Regulatory requirements mandating full code ownership. Some industries require that every line of code processing sensitive data be written, reviewed, and maintained internally. If that is your situation, a platform may not satisfy compliance.
For most companies, though, the integration problem is not unique. It is the same problem repeated across partners: parse the data, figure out what maps where, transform it into the right shape, validate it, load it, and handle whatever goes wrong.
When a platform makes sense
A platform becomes the better choice when any of these conditions are true:
You have more than two or three integrations. The maintenance multiplication described above starts compounding quickly. Three integrations are manageable. Ten are a full-time job. Twenty are a team.
Partner count is growing. If your business model involves onboarding new data partners, whether they are customers, suppliers, distributors, or affiliates, each new partnership should not require an engineering project.
Your team is spending more time on integration maintenance than new integration development. This is the inflection point. When the backlog of “fix the broken script” tickets outnumbers “build new integration” tickets, the custom approach has hit its ceiling.

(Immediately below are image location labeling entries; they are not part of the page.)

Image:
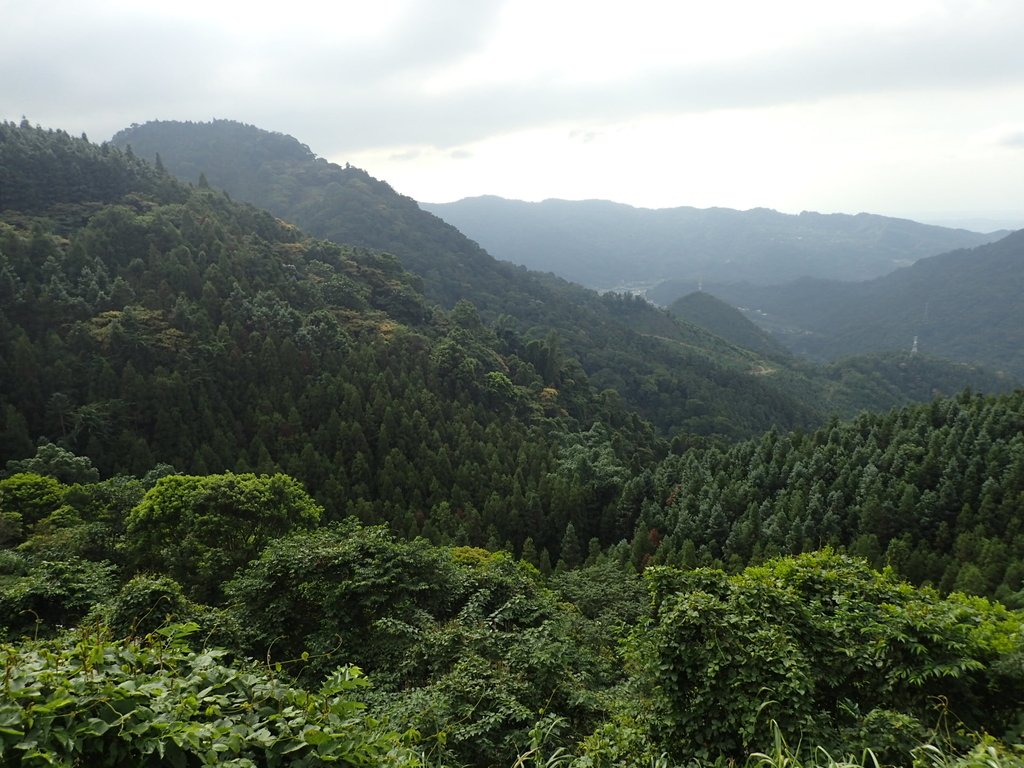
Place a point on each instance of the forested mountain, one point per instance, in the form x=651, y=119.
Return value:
x=721, y=318
x=203, y=410
x=196, y=332
x=607, y=245
x=675, y=374
x=933, y=491
x=964, y=305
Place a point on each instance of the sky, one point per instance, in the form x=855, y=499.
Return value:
x=903, y=108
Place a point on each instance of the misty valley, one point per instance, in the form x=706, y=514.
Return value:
x=298, y=471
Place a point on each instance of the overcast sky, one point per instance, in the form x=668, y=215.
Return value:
x=908, y=108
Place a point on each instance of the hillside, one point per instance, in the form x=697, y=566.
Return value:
x=965, y=305
x=205, y=413
x=675, y=375
x=705, y=310
x=679, y=376
x=189, y=331
x=607, y=246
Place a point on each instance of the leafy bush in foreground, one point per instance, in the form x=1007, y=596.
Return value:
x=86, y=700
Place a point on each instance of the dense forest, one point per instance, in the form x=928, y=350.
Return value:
x=585, y=241
x=266, y=501
x=671, y=372
x=963, y=305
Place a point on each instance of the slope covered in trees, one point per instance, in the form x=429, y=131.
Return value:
x=963, y=305
x=210, y=612
x=607, y=245
x=933, y=491
x=676, y=375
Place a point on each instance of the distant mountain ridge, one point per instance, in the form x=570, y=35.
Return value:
x=607, y=245
x=965, y=305
x=676, y=374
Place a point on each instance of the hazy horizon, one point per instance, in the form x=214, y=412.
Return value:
x=914, y=110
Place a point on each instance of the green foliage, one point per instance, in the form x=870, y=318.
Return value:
x=463, y=643
x=144, y=604
x=54, y=461
x=49, y=595
x=86, y=700
x=836, y=653
x=933, y=491
x=201, y=529
x=25, y=500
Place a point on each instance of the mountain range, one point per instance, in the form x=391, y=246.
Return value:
x=607, y=245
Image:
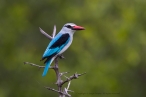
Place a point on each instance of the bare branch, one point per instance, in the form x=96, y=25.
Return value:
x=57, y=91
x=44, y=33
x=75, y=76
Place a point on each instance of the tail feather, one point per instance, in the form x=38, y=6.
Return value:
x=48, y=63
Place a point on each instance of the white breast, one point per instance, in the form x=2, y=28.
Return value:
x=67, y=46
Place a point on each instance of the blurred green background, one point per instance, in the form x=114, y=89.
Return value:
x=112, y=49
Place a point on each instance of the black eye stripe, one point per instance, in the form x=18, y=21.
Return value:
x=68, y=26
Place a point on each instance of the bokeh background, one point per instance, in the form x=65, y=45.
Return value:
x=112, y=49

Business users need to modify integration logic. When a field mapping change requires an engineering ticket, a code review, and a deployment, your integration process has become a bottleneck. Platforms let operations teams make changes without engineering involvement.
How datathere approaches this problem
datathere treats data integration as a mapping and quality problem, not a coding problem. When a new partner sends data in any format — CSV, JSON, XML, or PDF — the platform uses AI to analyze the schema and generate field mappings with confidence scores. An operations team member reviews and certifies those mappings. Once certified, the integration runs in production with built-in quality enforcement, monitoring, and error handling.
The difference in onboarding a new partner is measured in hours instead of weeks. The difference in maintaining twenty integrations versus two is negligible, because the platform handles format parsing, schema mapping, transformation execution, and failure management as infrastructure rather than custom code.
The engineering team builds product. The operations team manages integrations. The plumbing stops consuming the people who should be building the house.